Username:	Password:

Remember me

Forgot your username/password?

Print Email

Home>Articles

NFL Team Scoring Tendencies

By Bill James

November 15, 2008

I have plowed this ground before, but bear with me for a few minutes. Let us suppose that there are six NFL teams, and six games.

In week one, Arizona beats Baltimore 13-7, Chicago beats Detroit 34-21, and El Paso beats Fort Worth 28-21.

In week two, Arizona beats Detroit 23-13, Baltimore beats El Paso 21-17, and Chicago beats Fort Worth 42-24.

Standings: Arizona 2-0, Chicago 2-0, Baltimore 1-1, El Paso 1-1, Detroit 0-2, Fort Worth 0-2.

We are assuming, for the sake of simplicity, that all the games are played on neutral fields. We can take these scores, and try to figure out how the teams rank. We assume initially that every team has a value of 100. When Arizona beats Baltimore by six, then:

a) the total values for the two teams must total up to 200, and

b) Arizona gets six more points than Baltimore.

Arizona gets 103, Baltimore 97.

By this method Arizona has game scores of 103.0 (for the game against Baltimore) and 105.0 (for the ten-point win over Detroit.) That’s an average of 104.0.

The averages for the six teams at this point are:

	Chicago	107.75
	Arizona	104.00
	El Paso	100.75
	Baltimore	99.50
	Detroit	94.25
	Ft. Worth	93.75

We then change these “output values” to the input values, and re-run the same process. The Arizona/Baltimore game now becomes Arizona (104.0) against Baltimore (99.5). That’s a total of 203.5. In the second round, then, the scores must total up to 203.5, and Arizona must have six more than Baltimore. That makes it Arizona, 104.75, vs Baltimore, 98.75.

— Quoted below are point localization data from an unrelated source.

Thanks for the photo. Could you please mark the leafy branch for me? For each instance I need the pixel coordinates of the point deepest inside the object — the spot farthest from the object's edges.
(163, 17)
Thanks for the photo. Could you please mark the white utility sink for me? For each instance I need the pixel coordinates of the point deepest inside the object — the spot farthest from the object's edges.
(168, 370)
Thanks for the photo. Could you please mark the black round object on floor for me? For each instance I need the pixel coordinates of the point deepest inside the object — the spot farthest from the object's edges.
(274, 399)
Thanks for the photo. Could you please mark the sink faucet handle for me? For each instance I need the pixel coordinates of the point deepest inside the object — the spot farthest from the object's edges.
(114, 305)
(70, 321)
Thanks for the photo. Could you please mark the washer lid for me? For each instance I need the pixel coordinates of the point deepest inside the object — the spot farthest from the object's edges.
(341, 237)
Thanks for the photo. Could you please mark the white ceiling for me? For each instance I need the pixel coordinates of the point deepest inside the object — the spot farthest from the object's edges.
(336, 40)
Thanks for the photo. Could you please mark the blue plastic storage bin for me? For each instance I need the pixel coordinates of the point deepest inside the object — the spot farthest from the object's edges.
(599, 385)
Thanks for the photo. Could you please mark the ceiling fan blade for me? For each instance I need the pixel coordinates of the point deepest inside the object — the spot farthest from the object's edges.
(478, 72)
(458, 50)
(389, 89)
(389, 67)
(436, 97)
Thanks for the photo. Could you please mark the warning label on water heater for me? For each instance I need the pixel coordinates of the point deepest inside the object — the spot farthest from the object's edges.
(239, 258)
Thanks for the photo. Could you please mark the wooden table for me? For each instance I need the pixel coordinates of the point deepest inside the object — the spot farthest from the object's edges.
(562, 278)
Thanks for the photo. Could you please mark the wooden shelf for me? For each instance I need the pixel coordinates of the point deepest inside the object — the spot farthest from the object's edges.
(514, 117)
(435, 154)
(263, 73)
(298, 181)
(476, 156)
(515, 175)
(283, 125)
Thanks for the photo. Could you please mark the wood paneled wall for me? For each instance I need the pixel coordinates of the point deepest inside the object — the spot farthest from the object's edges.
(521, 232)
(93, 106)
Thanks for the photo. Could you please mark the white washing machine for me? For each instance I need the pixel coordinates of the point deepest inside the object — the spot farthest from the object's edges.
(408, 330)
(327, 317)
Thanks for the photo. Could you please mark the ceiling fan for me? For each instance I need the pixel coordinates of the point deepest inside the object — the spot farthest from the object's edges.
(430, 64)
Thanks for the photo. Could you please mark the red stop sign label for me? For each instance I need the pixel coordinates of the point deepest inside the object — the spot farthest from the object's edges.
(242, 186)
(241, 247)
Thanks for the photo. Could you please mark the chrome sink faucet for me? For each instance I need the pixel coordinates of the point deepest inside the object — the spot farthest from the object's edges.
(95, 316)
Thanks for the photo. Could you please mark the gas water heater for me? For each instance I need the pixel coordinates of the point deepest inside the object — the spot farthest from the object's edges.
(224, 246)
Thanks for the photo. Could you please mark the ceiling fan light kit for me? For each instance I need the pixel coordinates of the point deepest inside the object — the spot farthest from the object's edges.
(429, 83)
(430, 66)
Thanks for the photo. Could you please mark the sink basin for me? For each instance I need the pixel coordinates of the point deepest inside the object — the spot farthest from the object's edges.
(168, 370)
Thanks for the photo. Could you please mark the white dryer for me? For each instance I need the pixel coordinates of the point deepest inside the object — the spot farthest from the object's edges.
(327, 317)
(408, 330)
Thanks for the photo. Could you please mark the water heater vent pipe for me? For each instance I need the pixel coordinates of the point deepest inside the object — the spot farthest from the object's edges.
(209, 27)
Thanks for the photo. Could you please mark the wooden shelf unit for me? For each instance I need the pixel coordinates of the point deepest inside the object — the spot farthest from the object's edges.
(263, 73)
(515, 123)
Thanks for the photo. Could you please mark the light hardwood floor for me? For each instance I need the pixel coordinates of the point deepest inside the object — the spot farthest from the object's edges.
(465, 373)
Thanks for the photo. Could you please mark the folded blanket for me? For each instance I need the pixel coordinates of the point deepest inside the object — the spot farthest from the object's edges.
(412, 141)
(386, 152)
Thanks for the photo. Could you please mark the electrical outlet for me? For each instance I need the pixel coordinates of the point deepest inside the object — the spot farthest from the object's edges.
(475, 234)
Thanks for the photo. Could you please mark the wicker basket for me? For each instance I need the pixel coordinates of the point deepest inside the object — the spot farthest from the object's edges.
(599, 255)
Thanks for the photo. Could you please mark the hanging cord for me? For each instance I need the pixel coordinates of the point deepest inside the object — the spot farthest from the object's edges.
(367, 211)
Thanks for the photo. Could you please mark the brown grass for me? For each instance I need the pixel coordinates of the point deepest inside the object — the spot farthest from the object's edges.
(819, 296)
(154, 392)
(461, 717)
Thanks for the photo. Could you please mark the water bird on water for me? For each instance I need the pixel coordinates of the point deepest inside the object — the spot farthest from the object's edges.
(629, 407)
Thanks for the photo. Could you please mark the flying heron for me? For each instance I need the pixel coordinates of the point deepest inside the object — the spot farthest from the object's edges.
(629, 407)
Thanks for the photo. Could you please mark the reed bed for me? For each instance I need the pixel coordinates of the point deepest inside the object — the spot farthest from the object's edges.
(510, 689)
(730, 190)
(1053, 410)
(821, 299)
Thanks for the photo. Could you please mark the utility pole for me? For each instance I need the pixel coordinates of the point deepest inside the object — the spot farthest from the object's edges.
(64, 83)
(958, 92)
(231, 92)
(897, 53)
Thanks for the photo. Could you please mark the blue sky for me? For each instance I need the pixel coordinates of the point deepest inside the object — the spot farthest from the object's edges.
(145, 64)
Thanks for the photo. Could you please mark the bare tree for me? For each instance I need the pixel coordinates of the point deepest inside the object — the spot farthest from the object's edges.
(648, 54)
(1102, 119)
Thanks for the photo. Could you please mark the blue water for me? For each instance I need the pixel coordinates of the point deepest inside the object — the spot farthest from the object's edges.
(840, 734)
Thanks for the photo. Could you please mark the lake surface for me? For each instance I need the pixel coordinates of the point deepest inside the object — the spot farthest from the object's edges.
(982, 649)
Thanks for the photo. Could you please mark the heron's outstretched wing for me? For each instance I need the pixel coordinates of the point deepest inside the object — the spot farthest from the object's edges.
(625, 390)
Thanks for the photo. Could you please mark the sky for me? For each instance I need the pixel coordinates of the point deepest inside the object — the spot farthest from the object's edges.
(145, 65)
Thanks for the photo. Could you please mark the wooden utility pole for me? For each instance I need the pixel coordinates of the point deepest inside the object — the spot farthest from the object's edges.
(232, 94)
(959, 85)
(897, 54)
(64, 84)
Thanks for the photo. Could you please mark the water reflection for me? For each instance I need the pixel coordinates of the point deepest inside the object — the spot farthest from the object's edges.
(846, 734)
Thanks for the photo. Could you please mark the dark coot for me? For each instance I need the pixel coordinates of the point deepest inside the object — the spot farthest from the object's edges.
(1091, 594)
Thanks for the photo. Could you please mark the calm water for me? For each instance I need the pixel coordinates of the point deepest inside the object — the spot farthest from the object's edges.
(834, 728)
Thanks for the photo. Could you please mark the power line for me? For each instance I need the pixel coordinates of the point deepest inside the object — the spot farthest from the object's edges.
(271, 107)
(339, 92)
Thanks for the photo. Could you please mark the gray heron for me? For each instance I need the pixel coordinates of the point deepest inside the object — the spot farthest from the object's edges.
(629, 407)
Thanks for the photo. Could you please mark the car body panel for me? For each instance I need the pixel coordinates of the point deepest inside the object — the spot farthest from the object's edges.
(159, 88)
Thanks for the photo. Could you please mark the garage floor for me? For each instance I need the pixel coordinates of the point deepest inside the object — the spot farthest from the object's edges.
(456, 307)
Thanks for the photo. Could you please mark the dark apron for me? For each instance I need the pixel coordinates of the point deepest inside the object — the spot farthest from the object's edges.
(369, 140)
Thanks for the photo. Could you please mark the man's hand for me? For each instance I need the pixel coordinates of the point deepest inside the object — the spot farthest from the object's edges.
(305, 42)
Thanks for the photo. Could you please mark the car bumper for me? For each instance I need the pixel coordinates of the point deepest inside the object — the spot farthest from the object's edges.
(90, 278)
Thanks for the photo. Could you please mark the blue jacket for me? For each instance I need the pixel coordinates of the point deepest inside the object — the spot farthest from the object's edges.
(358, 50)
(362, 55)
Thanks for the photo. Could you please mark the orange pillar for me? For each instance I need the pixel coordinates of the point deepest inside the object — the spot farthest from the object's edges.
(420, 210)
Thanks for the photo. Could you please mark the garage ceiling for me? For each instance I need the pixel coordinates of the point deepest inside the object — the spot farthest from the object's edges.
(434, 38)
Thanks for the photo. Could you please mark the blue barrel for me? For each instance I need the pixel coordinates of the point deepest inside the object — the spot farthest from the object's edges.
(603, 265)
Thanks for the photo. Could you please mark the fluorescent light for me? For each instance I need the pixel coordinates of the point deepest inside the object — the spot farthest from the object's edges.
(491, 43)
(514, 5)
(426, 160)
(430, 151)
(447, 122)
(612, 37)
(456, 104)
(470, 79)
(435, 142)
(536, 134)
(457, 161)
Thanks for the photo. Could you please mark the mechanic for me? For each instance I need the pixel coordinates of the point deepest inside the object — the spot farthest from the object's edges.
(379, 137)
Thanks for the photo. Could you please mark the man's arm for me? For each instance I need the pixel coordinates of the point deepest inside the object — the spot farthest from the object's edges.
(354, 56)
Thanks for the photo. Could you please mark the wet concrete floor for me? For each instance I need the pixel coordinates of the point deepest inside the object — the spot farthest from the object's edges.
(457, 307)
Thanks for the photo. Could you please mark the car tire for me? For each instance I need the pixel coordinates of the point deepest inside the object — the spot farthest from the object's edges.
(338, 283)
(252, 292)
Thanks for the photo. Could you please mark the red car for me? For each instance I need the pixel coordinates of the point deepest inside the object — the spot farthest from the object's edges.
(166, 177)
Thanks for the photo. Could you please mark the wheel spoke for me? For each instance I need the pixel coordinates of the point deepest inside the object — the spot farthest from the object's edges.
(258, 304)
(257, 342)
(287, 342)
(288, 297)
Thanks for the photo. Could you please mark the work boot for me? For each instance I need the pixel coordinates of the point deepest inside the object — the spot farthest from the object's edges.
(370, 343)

After the second round, the rankings of the six teams are:

	Chicago	108.6
	Arizona	104.4
	Baltimore	100.4
	El Paso	99.4
	Detroit	94.3
	Ft. Worth	92.8

After the third round, the rankings become:

	Chicago	108.8
	Arizona	104.9
	Baltimore	100.7
	El Paso	98.8
	Detroit	94.7
	Ft. Worth	92.1

After some very large number of cycles of re-calculation, the values become

	Chicago	108.8
	Arizona	106.5
	Baltimore	100.8
	El Paso	97.2
	Detroit	96.2
	Ft. Worth	90.5

After which you can re-calculate until hell freezes over, and the numbers are never going to change. That’s the end point of the system.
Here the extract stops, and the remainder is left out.